Hovering over a case


Clicking a Variable

Click on a variable (for example 'Project id' here) row label to display the options as shown.

Clicking a variable

User can change the variable name (input box), edit the variable to exclude categories ('Edit' button), replace the variable by another one ('Replace' button) or remove the row containing the variable entirely by clicking the 'Remove' button.

Renaming a variable

To rename a variable, edit the default name of the variable in the input box as shown.

Rename variable

After renaming the variable as per user preference, click 'submit'. The row now shows a new variable name.

Editing a variable

To edit groups within the variable, click the 'Edit' button. Now, user can drag the categories from group 1 into group 2 to create two separate groups and also have the option to exclude a category.

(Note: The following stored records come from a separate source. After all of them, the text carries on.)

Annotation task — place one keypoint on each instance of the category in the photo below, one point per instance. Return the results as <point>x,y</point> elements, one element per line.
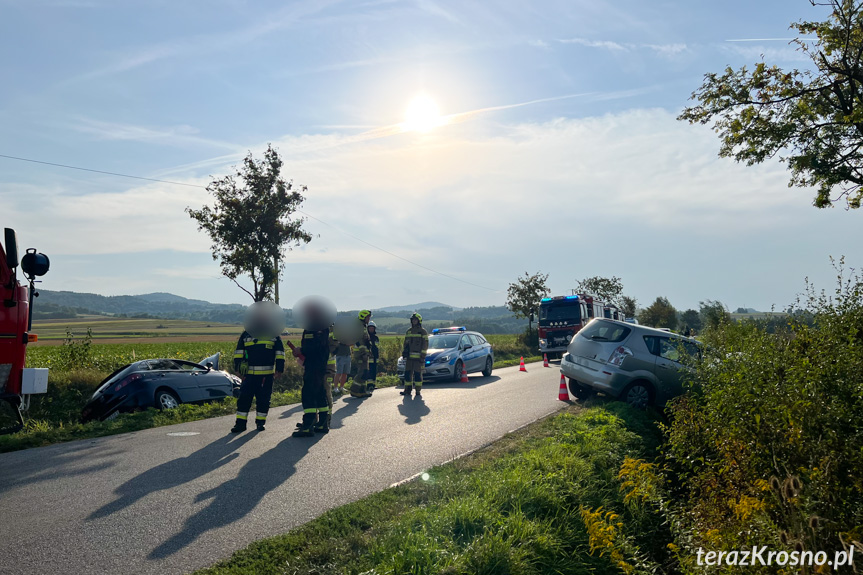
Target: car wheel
<point>166,399</point>
<point>456,377</point>
<point>578,391</point>
<point>639,394</point>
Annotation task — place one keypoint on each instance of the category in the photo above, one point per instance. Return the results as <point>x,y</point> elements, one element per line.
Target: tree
<point>250,222</point>
<point>659,314</point>
<point>523,296</point>
<point>608,290</point>
<point>628,306</point>
<point>692,319</point>
<point>813,118</point>
<point>713,313</point>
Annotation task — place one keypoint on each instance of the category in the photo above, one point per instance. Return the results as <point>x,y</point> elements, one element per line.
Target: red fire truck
<point>561,317</point>
<point>17,383</point>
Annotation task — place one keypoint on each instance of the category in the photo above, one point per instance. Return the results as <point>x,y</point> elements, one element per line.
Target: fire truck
<point>18,383</point>
<point>561,317</point>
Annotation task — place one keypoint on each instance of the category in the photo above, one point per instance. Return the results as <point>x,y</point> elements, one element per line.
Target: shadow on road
<point>175,472</point>
<point>413,410</point>
<point>234,499</point>
<point>55,463</point>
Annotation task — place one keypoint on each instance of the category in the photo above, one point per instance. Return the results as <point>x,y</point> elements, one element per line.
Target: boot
<point>307,427</point>
<point>323,425</point>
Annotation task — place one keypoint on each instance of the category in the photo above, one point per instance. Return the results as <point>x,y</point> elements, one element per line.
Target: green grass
<point>511,508</point>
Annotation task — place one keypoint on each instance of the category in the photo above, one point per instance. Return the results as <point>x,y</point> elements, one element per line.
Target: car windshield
<point>443,341</point>
<point>605,331</point>
<point>560,312</point>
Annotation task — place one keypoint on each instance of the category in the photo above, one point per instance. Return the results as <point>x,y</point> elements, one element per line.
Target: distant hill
<point>416,307</point>
<point>52,304</point>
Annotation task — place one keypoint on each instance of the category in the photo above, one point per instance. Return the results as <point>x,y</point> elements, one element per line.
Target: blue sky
<point>566,159</point>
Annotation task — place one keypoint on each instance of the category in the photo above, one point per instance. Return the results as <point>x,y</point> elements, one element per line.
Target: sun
<point>422,115</point>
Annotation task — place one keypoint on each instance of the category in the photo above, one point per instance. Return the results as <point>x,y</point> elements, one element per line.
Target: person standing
<point>316,411</point>
<point>361,355</point>
<point>257,359</point>
<point>414,353</point>
<point>343,360</point>
<point>372,374</point>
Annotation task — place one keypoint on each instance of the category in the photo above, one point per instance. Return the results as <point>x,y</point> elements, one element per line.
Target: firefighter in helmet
<point>257,358</point>
<point>360,357</point>
<point>414,353</point>
<point>315,348</point>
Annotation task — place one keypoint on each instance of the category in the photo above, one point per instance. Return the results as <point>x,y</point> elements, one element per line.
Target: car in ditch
<point>450,349</point>
<point>641,365</point>
<point>160,383</point>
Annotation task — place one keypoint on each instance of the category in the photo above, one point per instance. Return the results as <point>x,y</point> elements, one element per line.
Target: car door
<point>168,374</point>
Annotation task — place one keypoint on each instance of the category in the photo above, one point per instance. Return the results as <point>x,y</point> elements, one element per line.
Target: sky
<point>561,154</point>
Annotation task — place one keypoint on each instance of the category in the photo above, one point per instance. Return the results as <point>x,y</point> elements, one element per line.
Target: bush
<point>767,447</point>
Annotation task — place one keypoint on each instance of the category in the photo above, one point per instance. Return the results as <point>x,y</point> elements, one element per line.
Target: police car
<point>450,349</point>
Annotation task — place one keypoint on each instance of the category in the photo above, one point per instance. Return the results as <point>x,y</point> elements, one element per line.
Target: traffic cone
<point>563,394</point>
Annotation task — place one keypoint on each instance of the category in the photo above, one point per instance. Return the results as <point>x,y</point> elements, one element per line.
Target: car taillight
<point>126,381</point>
<point>618,355</point>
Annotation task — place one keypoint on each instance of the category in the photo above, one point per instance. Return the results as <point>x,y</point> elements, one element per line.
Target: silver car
<point>634,363</point>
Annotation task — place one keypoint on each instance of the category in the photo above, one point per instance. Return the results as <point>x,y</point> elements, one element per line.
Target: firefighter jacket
<point>315,346</point>
<point>255,356</point>
<point>416,343</point>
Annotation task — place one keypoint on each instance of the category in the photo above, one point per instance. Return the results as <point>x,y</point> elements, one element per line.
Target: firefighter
<point>316,410</point>
<point>414,353</point>
<point>257,359</point>
<point>361,355</point>
<point>372,373</point>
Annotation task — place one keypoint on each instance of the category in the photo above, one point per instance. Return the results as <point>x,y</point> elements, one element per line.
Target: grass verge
<point>526,504</point>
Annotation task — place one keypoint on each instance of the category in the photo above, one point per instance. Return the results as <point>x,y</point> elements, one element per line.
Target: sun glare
<point>422,115</point>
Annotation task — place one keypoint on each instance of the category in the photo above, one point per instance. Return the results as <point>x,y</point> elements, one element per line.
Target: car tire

After making the choice, click 'Apply' to reload the chart.

Editing a variable

Replacing a variable

To replace a variable, click on the row label for that variable and click 'Replace'. This shows the GDC dictionary from which a user can select a variable of choice as shown.

Replace variable

Removing a variable

To remove a row containing a variable entirely, click on the row label for that variable and click 'Remove'. This removes the entire row from the heatmap.

Remove variable


Interacting with legend filters

Variables can be filtered upon via the legend. Click a legend item to display the following options. User may choose to 'Hide', 'Show only', or 'Show all' categories from a selected variable. This would allow the user to filter down on the category of choice.

Clicking legend icons